Note to the web-page reader:

 

Though not imprecise, as H.Pulton himself notes, some terms may not always play well with certain perspectives. The reader should be informed:

 

i. The official United Nations appellation (April 1993) and accepted in the country's subsequent parliamentary vote (May 1993), the temporary name "Former Yugoslav Republic Of Macedonia" (FYROM), is a product of compromise. Its nationals and deriving diaspora are more likely than not to refer to the state by dropping the adjectives "Former Yugoslav", and similar consistency is exhibited by their Greek neighbors and diaspora in maintaining them.

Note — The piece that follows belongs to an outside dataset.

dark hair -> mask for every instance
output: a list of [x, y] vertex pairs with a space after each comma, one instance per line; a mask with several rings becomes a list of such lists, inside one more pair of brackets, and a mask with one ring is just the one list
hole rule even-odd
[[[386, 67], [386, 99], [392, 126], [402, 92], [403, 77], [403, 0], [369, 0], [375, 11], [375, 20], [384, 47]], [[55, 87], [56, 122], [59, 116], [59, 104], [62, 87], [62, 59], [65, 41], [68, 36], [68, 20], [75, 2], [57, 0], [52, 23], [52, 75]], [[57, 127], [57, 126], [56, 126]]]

The negotiations over the name issue have produced noting yet -if they even continue at all.

 

ii. On the other hand the employment of another adjective, Aegean (in the term "Aegean Macedonia"), is more likely than not to annoy your Greek conservationist this time. That is not only due to the implicit refusal of the 'historical' Macedonia (and the powerful connotations it has had in the culture for centuries): part of the negative charge has to do with the consistent employment of the term by the parties who in the past aimed or championed the annexation of Greece, harboring expansionist territorial aspirations.

 

In short, it may be very hard to be 'politically correct' with all parties (if conversing in public) even if not intending to offend.